Warten auf den Tod
- Heyne
- Erschienen: Januar 1972
- 7
- London: Methuen, 1929, Titel: 'The Man in the Queue', Seiten: 246, Originalsprache, Bemerkung: als Gordon Daviot
- München: Heyne, 1972, Titel: 'Der Mann in der Schlange', Seiten: 141, Übersetzt: Alfred Dunkel
- München: Heyne, 1980, Titel: 'Der Mann in der Schlange', Seiten: 141
- Köln: DuMont, 2003, Seiten: 285, Übersetzt: Jochen Schimmang
Perfekter Mord in dichter Menschenmenge
Niemand kennt den jungen Mann, dem eines Märzabends vor dem Woffington-Theater zu London ein Dolch in den Rücken gestoßen wird. Obwohl die Schlange der auf Einlass wartenden Thespisjünger sich um das große Haus windet, hat auch niemand die Bluttat beobachtet. Die zuständige Polizeiwache Gowbridge zeigt sich ratlos und bittet Scotland Yard um Unterstützung. Superintendent Barker schickt seinen besten Mann: Alan Grant, den Gentleman-Polizisten, der mit Köpfchen und Eleganz noch jeden Fall gelöst hat.

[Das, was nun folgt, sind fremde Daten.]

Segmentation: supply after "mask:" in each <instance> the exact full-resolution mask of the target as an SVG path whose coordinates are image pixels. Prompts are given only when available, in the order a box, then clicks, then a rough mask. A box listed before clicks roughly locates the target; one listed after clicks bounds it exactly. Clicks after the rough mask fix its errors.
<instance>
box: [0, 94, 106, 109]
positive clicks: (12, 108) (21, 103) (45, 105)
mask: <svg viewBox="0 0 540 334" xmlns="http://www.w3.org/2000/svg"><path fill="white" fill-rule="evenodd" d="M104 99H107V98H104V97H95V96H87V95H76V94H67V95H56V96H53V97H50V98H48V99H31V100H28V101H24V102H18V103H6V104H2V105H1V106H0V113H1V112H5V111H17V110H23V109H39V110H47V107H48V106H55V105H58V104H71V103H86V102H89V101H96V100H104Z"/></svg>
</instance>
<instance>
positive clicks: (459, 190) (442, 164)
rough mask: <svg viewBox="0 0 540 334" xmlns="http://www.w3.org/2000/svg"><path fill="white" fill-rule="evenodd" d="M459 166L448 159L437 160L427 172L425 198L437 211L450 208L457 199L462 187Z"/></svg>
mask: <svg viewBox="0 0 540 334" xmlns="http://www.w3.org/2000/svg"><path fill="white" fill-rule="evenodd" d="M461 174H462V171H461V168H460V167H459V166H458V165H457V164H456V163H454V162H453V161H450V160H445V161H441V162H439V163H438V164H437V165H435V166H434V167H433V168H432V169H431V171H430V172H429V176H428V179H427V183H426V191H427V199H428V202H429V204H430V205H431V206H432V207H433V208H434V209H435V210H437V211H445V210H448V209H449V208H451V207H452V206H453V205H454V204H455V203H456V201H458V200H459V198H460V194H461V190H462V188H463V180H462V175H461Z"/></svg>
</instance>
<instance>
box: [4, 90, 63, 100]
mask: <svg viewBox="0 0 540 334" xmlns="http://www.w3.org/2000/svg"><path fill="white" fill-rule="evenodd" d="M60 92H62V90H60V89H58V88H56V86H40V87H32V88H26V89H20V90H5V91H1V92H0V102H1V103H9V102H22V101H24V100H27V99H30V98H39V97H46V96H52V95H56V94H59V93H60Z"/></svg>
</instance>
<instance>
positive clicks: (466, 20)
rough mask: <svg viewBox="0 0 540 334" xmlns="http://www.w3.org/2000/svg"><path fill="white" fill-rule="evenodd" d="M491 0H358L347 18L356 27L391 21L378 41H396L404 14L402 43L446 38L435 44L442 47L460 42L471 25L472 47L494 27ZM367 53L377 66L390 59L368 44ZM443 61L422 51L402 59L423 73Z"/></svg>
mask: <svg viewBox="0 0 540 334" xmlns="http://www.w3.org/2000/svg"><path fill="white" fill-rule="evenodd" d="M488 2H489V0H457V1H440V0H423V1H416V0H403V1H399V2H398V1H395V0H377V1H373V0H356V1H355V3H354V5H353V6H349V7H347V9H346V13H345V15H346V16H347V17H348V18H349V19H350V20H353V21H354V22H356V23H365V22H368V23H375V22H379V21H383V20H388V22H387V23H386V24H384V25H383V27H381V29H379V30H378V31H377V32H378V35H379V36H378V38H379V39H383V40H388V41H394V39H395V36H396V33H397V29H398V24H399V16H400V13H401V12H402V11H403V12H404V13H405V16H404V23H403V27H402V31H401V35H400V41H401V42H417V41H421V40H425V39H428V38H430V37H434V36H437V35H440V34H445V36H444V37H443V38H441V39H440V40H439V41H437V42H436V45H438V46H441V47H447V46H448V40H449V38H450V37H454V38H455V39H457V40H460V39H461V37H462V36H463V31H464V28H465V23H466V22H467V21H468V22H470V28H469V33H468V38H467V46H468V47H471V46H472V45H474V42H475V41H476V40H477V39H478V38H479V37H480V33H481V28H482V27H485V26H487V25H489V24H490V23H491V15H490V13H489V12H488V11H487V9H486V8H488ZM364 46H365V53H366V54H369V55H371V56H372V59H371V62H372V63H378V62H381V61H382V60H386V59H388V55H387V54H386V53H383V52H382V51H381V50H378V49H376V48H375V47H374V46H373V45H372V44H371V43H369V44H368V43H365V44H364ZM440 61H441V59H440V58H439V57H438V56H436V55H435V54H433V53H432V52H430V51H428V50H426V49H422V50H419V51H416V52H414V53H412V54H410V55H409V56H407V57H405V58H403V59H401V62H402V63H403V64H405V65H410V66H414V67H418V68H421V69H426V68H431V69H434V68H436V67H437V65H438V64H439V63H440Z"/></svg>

Dieses Mal lassen sich die Ermittlungen schwerfällig an, denn es gibt zwar Spuren, die jedoch zunächst nur ins Leere führen. Die Anonymität des Opfers macht Grant zusätzlich zu schaffen. Ausgerechnet ein "alter Kunde", der Ganovenkönig Danny Miller, kann dem "verdammten Polypen" behilflich sein: Den Toten hat er als Buchmacher während eines Pferderennens kennen gelernt.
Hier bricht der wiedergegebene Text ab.